Foto: Kondisi kendaraan yang mengalami kecelakaan tunggal di Tol Jombang–Mojokerto KM 700+600 B, Desa Jombok, Kecamatan Kesamben. (Istimewa)
  • Whatsapp

JOMBANG, KabarJombang.com – Kecelakaan lalu lintas tunggal terjadi di ruas Tol Jombang–Mojokerto (Jomo), tepatnya di KM 700+600 B wilayah Desa Jombok, Kecamatan Kesamben, Kabupaten Jombang, pada Sabtu (10/1/2026) sekitar pukul 18.25 WIB.

Kepala Departemen Operasional Astra Tol Jombang–Mojokerto, Zanuar Firmanto, menjelaskan kecelakaan melibatkan satu unit mobil penumpang Daihatsu Xenia bernomor polisi AG 1217 VT yang melaju dari arah Gerbang Tol Driyorejo menuju Nganjuk.

Baca Juga

“Berdasarkan keterangan pengemudi, kendaraan melaju di lajur satu dengan kecepatan sekitar 80 kilometer per jam. Setibanya di KM 700+600 B, pengemudi dalam kondisi mengantuk sehingga kendaraan oleng ke kiri dan menabrak pembatas jalan (guardrail),” ujar Zanuar.

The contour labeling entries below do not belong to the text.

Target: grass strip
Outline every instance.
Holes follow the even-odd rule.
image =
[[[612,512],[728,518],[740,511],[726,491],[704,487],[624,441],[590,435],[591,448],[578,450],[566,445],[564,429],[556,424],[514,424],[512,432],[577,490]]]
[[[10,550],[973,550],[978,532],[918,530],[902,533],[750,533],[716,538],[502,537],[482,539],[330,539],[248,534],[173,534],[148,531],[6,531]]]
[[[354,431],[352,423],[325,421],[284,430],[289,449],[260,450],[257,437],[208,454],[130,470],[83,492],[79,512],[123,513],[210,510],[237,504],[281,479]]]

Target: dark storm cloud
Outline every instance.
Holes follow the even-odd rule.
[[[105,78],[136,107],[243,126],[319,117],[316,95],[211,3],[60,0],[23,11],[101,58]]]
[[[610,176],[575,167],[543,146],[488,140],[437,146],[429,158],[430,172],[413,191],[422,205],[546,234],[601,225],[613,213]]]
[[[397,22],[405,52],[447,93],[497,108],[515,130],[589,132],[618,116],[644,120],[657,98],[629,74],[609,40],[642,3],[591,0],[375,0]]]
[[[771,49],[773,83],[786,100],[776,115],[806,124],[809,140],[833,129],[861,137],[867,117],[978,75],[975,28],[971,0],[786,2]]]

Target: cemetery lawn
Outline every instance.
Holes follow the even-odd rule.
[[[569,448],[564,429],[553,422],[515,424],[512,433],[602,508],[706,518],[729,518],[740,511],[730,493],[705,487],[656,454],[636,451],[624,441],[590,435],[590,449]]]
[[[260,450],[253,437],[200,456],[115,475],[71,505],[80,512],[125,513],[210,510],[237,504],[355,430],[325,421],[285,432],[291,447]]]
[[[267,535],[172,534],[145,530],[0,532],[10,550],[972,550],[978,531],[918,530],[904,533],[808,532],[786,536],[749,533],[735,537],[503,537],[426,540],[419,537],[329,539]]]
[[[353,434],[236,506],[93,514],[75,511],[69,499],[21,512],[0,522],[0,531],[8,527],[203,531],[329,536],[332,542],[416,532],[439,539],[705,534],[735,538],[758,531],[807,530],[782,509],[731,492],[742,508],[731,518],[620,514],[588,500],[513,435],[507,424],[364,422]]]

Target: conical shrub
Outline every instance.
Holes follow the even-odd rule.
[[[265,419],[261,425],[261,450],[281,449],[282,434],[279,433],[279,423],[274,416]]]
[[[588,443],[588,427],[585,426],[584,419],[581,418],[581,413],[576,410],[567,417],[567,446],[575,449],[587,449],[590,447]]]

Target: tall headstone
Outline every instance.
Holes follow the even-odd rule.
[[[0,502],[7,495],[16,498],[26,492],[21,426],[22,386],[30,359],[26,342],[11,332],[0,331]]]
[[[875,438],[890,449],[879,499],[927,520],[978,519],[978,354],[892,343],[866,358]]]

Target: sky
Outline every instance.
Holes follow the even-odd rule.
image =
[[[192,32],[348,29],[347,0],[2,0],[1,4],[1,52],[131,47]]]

Mobil kemudian berhenti di lajur luar bahu jalan dengan posisi menghadap searah lalu lintas. Saat kejadian, kondisi cuaca dilaporkan berawan.

Dalam kecelakaan tersebut, terdapat empat orang korban, terdiri dari dua orang dewasa dan dua anak-anak. Seluruh korban merupakan warga Kabupaten Nganjuk.

Adapun identitas korban adalah, Teguh Subagyo (45), pengemudi, selamat. Lely Eka Wahyuni (42), mengalami lecet pada kaki dan pelipis mata. Almira (12), mengalami memar pada lengan kanan. Fadia Chika (9), selamat.

“Seluruh korban mengalami luka ringan dan langsung dirujuk ke Rumah Sakit Islam (RSI) Jombang untuk mendapatkan penanganan medis,” jelasnya.

Petugas tol, ambulans, serta Patroli Jalan Raya (PJR) tiba di lokasi tidak lama setelah kejadian. Penanganan kecelakaan selanjutnya diserahkan kepada PJR 311 Jatim 3.

Akibat kecelakaan tersebut, sejumlah aset tol mengalami kerusakan, di antaranya dua beam guardrail, satu blockpiece, puluhan baut welding, serta beberapa tiang geser. Saat ini, kerugian aset masih dalam proses pendataan dan penanganan lebih lanjut.

Pihak pengelola tol kembali mengimbau kepada pengguna jalan agar memastikan kondisi tubuh tetap prima sebelum berkendara, serta tidak memaksakan perjalanan apabila merasa lelah atau mengantuk demi keselamatan bersama.